Mini Facelift
The mini facelift gives an overall lift to the neck and lower third of the face. As one ages, skin loses its elasticity and many people develop loose skin fords creating a heavy, jowly, and tired appearance. Performed under local anesthesia, this minimally invasive outpatient procedure can restore a more youthful appearance, firm and lower facial area, improve jawline definition, and restore the neck-chin angle.
The mini facelift procedures an age-diminishing effect so that patients look younger, rested, and energized. Facial rejuvenation is achieved by repositioning the skin on the lower face to eliminate sagging and droopiness. The mini is safer because it is less invasive than a full facelift and does not require general anesthesia (although general anesthesia is available upon request). This rapid recovery time and lower costs have made it accessible to a wide range of patient who are looking for facial rejuvenation at a reasonable price. Mini facelift patients see rapid, natural-looking results with very little recovery time.
CANDIDATES
Typically between 30 and 65 years old, the best candidates are those in good health with mild to moderate lower facial and/or neck laxity. The mini facelift is ideal for patients who want to stay ahead of the aging process. It is also effective as a follow-up for patients who previously had full facelift, but desire additional rejuvenation of the face and/or neck area. Likewise, it does not preclude undergoing full facelift procedure in the future.
PROCEDURES
There are two basic procedures which can be performed, either individually or combined.

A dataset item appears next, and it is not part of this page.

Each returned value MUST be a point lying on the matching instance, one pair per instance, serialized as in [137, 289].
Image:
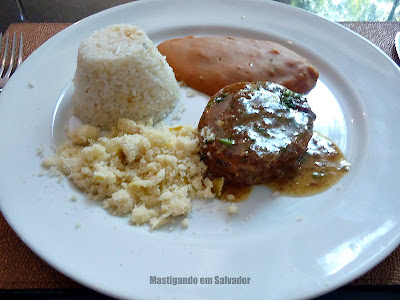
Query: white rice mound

The anterior mini is for patients concerned about their lower face. The procedure is straightforward: an anesthetic solution is injected into the area in front of the ears. This solution will numb the lower face, inhibit bleeding, and gently separate the skin from the underlying tissue. Once the area is numb, small incisions are made beginning just in front of the ear and proceed up into the hairline. Incision within the hair require no shaving. The fascial plane is gently pulled to tighten the skin, and is supported with deep sutures. Excess skin is tailored, and incisions are closed with 6 to 8 fine sutures. The procedure takes between 40 minutes to 1 ½ hours. If necessary, some patients take a mild sedative beforehand.
A posterior mini facelift, sometimes referred to as a mini neck-lift, is for persons concerned about the neck and jowl area. An anesthetic solution is injected behind the ears. This solution will numb the lower face and neck and inhibit bleeding in the area. Once the are is numb, small incisions are made behind he ear and proceed up into the hairline. The skin is elevated and gently redraped. Two deep sutures are made in the fascial plane and excess skin is tailored. Eight to 10 fine sutures close the incisions.
RECOVERY
The mini facelift is often referred to as the “weekend” because that is the approximate duration for post-operative recovery although it could be longer depending on the individual. Immediately after the procedure, an ace bandage will be wrapped under the chin and around the top of the head. This should be worn for the first 48 hours. It can be removed briefly to bathe and wash your hair. It should also be worn for the ensuing 5 nights. Sleeping with the head elevated will aid the recovery process. Post procedure discomfort may be relieved by the application of cold compresses and pain medication. Some patients may experience temporary bruising which can be camouflage with makeup. Makeup may be applied immediately after the procedure. Sutures are removed after one week, and visible scars become very subtle over time.
DURATION
The duration of the results varies with a patient’s lifestyle, sun exposure, skin type, and heredity. For most patients, however, the benefits from the mini facelift last between 5 to 7 years.
RISKS
Because these procedures are not as invasive as the traditional facelift, there is minimal risk of complications. However, as with any surgical procedure the risks of post-operative bleeding, infection of the wound, scarring, and/or nerve damage should be noted.